Here, the breakpoint would be 8.

Usage

SIR_threshold_opt(
  Y,
  X,
  H = 10,
  n_lambda = 100,
  thresholding = "hard",
  graph = TRUE,
  output = TRUE,
  choice = ""
)

Arguments

Y

A numeric vector representing the dependent variable (a response vector).

X

A matrix representing the quantitative explanatory variables (bind by column).

H

The chosen number of slices (default is 10).

n_lambda

The number of lambda to test. The n_lambda tested lambdas are uniformally distributed between 0 and the maximum value of the interest matrix. (default is 100).

thresholding

The thresholding method to choose between hard and soft (default is hard).

graph

A boolean, set to TRUE to plot graphs (default is TRUE).

output

A boolean, set to TRUE to print informations (default is TRUE).

choice

the graph to plot:

  • "estim_ind" Plot the estimated index by the SIR model versus Y.

  • "opt_lambda" Plot the choice of the optimal lambda.

  • "cos2_selec" Plot the evolution of cos^2 and variable selection according to lambda.

  • "regul_path" Plot the regularization path of b.

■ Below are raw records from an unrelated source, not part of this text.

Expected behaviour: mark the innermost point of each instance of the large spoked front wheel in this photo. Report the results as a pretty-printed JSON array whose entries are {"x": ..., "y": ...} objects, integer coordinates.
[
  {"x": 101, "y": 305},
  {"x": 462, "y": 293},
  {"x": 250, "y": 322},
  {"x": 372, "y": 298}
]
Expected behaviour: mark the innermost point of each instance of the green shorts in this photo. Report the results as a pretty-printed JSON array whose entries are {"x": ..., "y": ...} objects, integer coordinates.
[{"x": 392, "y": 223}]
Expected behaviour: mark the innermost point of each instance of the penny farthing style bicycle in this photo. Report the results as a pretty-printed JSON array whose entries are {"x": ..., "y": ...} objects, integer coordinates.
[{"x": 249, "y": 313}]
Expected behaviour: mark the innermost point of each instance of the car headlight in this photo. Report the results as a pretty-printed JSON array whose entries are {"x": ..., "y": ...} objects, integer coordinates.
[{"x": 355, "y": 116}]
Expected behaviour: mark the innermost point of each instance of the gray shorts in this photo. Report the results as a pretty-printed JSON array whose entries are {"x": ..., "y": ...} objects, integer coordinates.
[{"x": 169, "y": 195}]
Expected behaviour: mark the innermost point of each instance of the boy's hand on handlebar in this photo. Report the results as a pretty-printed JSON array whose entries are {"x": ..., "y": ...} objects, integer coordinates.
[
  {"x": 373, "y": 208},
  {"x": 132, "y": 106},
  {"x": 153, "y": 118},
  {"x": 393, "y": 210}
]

  • "" Plot every graphs (default).

Value

An object of class SIR_threshold_opt, with attributes:

b

This is the optimal estimated EDR direction, which is the principal eigenvector of the interest matrix.

lambdas

A vector that contains the tested lambdas.

lambda_opt

The optimal lambda.

mat_b

A matrix of size p*n_lambda that contains an estimation of beta in the columns for each lambda.

n_lambda

The number of lambda tested.

vect_nb_zeros

The number of 0 in b for each lambda.

list_relevant_variables

A list that contains the variables selected by the model.

fit_bp

An object of class breakpoints from the strucchange package, that contains informations about the breakpoint which allows to deduce the optimal lambda.

indices_useless_var

A vector that contains p items: each variable is associated with the number of lambda that selects this variable.

vect_cos_squared

A vector that contains for each lambda, the cosine squared between vanilla SIR and SIR thresholded.

Y

The response vector.

n

Sample size.

p

The number of variables in X.

H

The chosen number of slices.

M1

The interest matrix thresholded with the optimal lambda.

thresholding

The thresholding method used.

call

Unevaluated call to the function.

X_reduced

The X data restricted to the variables selected by the model. It can be used to estimate a new SIR model on the relevant variables to improve the estimation of b.

index_pred

The index Xb' estimated by SIR.

Examples

# Generate Data
set.seed(2)
n <- 200
beta <- c(1,1,rep(0,8))
X <- mvtnorm::rmvnorm(n,sigma=diag(1,10))
eps <- rnorm(n)
Y <- (X%*%beta)**3+eps

# Apply SIR with soft thresholding
SIR_threshold_opt(Y,X,H=10,n_lambda=300,thresholding="soft")
#> 
#> Call:
#> SIR_threshold_opt(Y = Y, X = X, H = 10, n_lambda = 300, thresholding = "soft")
#> 
#> Results of EDR directions estimation:
#> 
#>     Estimated direction
#> X1               -0.705
#> X2               -0.709
#> X3                0.000
#> X4                0.000
#> X5                0.000
#> X6                0.000
#> X7                0.000
#> X8                0.000
#> X9                0.000
#> X10               0.000
#>